In the fall of 2008, I spent the night on the roof of the Union Rescue Mission. From this unique perch, I saw the wall of parking garages which acted like a barrier from the up and coming downtown artist galleries and loft s
paces from the long suffering area known as Skid Row. I didn’t understand why 24 hours in Los Angeles’ skid row neighborhood was a part of an arts journalism class, but I went along.
Our group toured various organizations throughout the beleaguered neighborhood, meeting with community members and organizers. The walls of the offices were decorated with political art and posters accusing those in power of wanting to take this community away from those who have lived in it, to make way for the more desirable residents. Others, like the LAMP Community used the power of art to communicate the struggles with addiction and psychosis of residents. That experience gave me an understanding of a neighborhood struggling with addiction, crime, mental illness and in the name of the Safer Cities Initiative.
Henry Taylor is an artist that has been a member of the community long before the most recent influx of hipster artists. He has witnessed Mayor Villaragosa’s efforts first hand and paints about it in his solo exhibition at Blum & Poe in Culver City.
As you walk into the exhibition, an installation filled with discarded objects greets you. Broken beer bottles, plastic jugs and other trinkets of urban debris share the space with images of icons in black male culture. Tupac Shakur stares through the detritus from the top of a Makaveli Shoebox, an image of Kayne West torn from a magazine and a generic male in profile on the packaging for a “cool mesh” WavEnforcer Do-Rag. Taylor is showing the many facets of male identity.

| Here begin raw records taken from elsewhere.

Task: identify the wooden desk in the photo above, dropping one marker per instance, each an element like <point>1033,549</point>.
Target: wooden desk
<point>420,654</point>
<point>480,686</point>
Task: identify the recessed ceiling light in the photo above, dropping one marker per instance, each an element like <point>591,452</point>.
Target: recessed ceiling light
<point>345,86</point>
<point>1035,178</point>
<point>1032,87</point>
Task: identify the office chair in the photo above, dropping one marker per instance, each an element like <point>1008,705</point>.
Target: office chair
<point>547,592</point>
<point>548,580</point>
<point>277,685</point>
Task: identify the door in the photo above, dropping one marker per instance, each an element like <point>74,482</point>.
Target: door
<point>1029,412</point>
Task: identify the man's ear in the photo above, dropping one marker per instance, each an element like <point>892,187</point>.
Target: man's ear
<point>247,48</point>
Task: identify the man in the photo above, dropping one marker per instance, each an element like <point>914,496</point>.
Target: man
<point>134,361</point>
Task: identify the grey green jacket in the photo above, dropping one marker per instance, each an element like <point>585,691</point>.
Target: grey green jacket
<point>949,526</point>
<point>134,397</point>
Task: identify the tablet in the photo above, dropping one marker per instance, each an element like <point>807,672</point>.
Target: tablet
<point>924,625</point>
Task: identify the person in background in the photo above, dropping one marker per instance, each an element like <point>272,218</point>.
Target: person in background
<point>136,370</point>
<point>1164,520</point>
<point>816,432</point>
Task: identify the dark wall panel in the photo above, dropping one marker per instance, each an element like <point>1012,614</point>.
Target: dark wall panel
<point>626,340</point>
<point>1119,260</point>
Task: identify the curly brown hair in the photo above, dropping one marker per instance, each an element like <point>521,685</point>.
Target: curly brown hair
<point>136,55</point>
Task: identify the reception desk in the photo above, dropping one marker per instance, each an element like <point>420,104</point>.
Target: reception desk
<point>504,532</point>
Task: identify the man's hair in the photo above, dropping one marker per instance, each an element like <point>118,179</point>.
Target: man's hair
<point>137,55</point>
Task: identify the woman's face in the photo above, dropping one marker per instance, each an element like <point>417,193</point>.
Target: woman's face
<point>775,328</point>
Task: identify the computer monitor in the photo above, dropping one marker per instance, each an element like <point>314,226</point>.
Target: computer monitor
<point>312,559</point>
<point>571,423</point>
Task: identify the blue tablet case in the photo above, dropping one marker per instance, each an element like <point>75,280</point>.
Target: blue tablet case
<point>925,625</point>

The text ‘Warning Shots Not Required‘ boldly covers a painting that takes up an entire wall of the exhibition. A man in a white t-shirt and picked fro in the foreground stares you down. We are forced to judge if he is someone to needs to be cleaned off those streets are protected by the controversial initiative.
That same text appears in a less bold script out side the window of a couple on their couch living their part of the American dream. Children are in the distance playing. The dream or lack there of, is definitely a part of this show.
Taylor’s paintings are strong, clear in their ideas. A male figure created of a painted outline stands with the star of the Sheriff’s Department looming over his shoulder, a not so subtle statement of how a man on the streets of skid row is viewed by those passing by. Another set of paintings has two faceless men in suits and fedoras with battered chair backs above the canvases address the past with fondness and respect.
The women in Taylor’s paintings are strong, if a little simplistic. An athletic woman wearing a Tuskegee track uniform leaps over a hurtle, another wearing a white one-piece swimsuit and heels stands tall on a beach.
The children in his paintings are innocent, full of all the hopes life has to offer without the social challenges of growing up in a neighborhood where perceptions seem to have a powerful effect on their future.
Henry Taylor’s solo exhibition is on view at the Blume & Poe Gallery (2727 S La Cienega Blvd, Los Angeles, CA) through May 7, 2011.
******Bonus*****- When you are there, walk across the hall and peer into the locked gallery where a Takashi Murakami commands the room.